In the internet and digital media age, it is possible to find information on any topic at the click of a mouse. For example, if you want to cook something, you can search a few keywords and find more recipe options than you could ever need. But to what extent do IP laws – specifically, copyright laws – protect recipes?
In the United States, the Copyright Office has issued guidelines for copyrightable works, which specifically state that "copyright law does not protect recipes that are mere listings of ingredients… Copyright protection may, however, extent to substantial literary expression – a description, explanation or illustration, for example – that accompanies a recipe… or to a combination of recipes, as in a cookbook".
The Australian Intellectual Property Office has also issued useful guidance regarding copyright protection for recipes, which states that "the owner of copyright in a recipe has certain limited rights to control the manner in which their written recipe is used. This does not include, for example, preventing people from making the dish or from writing their own descriptions on how to make it".
In other jurisdictions, it has been held that recipes cannot be protected by way of copyright because they:
- have a functional nature; and
- constitute processes, methods or procedures, which – under the legislation of certain countries – are specifically excluded from copyright protection.

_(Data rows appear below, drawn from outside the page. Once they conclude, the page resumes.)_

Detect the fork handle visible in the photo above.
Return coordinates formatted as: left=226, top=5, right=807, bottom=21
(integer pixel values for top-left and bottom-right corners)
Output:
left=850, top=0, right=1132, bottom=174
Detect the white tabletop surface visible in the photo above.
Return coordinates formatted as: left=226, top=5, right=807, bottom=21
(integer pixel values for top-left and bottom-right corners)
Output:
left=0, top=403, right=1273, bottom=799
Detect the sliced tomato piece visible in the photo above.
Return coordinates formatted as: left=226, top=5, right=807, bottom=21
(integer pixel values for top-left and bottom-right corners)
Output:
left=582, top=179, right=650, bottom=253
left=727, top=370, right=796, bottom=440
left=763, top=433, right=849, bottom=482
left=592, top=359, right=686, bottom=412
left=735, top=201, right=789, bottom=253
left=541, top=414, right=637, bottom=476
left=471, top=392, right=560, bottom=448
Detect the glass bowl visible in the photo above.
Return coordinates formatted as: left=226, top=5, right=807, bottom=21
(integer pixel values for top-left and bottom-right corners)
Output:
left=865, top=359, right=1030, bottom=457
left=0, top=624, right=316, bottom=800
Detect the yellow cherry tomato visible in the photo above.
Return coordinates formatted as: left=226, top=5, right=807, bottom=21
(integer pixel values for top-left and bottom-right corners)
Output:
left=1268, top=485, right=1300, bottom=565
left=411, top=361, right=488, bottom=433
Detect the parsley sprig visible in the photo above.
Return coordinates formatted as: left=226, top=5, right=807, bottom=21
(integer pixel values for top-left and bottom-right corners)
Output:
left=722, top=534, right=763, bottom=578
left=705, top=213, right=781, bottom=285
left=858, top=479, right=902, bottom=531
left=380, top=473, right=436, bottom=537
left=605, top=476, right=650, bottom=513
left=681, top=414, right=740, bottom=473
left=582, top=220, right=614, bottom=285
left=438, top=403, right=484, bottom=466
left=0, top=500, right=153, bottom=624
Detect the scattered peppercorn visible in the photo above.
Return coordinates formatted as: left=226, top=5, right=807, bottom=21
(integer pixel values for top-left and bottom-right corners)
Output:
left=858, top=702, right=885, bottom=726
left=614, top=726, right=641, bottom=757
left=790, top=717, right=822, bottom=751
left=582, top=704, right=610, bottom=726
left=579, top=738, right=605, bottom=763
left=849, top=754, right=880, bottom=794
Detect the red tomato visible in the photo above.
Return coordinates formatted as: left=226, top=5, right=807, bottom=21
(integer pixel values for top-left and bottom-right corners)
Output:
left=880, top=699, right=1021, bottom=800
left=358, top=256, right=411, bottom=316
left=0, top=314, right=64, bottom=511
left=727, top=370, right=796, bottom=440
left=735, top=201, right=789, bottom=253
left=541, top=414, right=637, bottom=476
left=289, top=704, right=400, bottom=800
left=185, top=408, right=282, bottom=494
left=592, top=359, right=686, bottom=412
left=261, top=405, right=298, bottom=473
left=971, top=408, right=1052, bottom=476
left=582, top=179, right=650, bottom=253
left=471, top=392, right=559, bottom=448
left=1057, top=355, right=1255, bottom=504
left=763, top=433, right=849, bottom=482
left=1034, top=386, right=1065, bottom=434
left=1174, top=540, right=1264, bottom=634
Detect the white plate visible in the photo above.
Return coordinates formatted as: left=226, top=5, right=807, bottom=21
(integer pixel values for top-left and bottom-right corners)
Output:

South African copyright law contains no specific provisions relating to whether recipes are copyrightable works, and the South African courts and IP governing authorities have established no principles or guidelines in this regard. Therefore, to assess the question of whether recipes qualify as copyrightable works in South Africa, the basic principles of South African copyright law must be examined.
The Copyright Act (98/1978) provides protection for various types of work, including literary and artistic works. In order to qualify for protection, a work must be original. The threshold for originality is low and the work need not be unique or inventive in any way. All that is required is that:
- the work is a product of the author's own labour and skill; and
- there has been sufficient application of the author's mind.
However, the South African courts have argued that the exercise of the author's skill and judgement must not be so trivial that it could be characterised as a 'purely mechanical exercise'.
The courts have found that some compilations can be protected as literary works, such as:
- wage and salary forms;
- statement of account forms;
- spare parts catalogues;
- numbering systems for cataloguing medical services for medical-aid scheme purposes;
- sports fixtures and listings; and
- vehicle codes and valuations.
Conversely, the courts have also held that the layout of diary pages does not qualify for protection as a literary work.
It is easy to see why someone would want to argue that a recipe qualifies for protection as a copyrightable work – some chefs would argue that a dish is the result of hard work and creative input and a product of their labour and skill.
In its simplest form, a recipe is a set of instructions for achieving a particular result. In this regard, it has been argued that the possibility of obtaining copyright protection for a compilation of facts, if any, will depend on the order of the specific facts, not the individual facts themselves.
Copyright legislation in many jurisdictions prevents materials constituting a set of instructions from qualifying as copyrightable works. The South African Copyright Act contains no specific exclusion in this regard, nor have the South African courts had to rule on this issue.
Applying the originality principles set out in the Copyright Act and South African case law, it is unlikely that copyright protection could be obtained for a single recipe, unless it is expressed in a specific, creative or original manner. It is far more likely that copyright protection could be obtained for collections of recipes, such as cookbooks. Further, copyright protection could probably be obtained for photographs of the dishes featured in the book.
Aside from the apparently limited instances in which copyright protection may be available, there is nothing in South African law that expressly precludes obtaining a patent for a recipe, provided that the requirements for patentability are met (ie, it must be novel, inventive and capable of being used or applied in trade, industry or agriculture). However, the stumbling block is that the threshold for novelty and inventiveness is far higher than that for originality in the context of copyright, and it is for this reason that most recipes would fall short of qualifying for patent protection.
The name of a dish or recipe could be protected by way of a trademark registration, provided that it is distinctive and used, or intended to be used, in the course of trade.
However, if a party really wants to protect its recipe to the extent that it does not want anyone to be able to copy or make it themselves, it should keep it secret. This is the tactic employed by successful food and beverage producers, such as the Coca-Cola Company. Legend has it that no single individual employed by the company has knowledge of, or access to, the entire Coca-Cola recipe or formulation, although various individuals have access to certain elements. If patented, the recipe would ultimately fall into the public domain when the patent expired and would then be available to the public to use and copy freely. The fact that it is kept a closely guarded trade secret means that it can be protected indefinitely.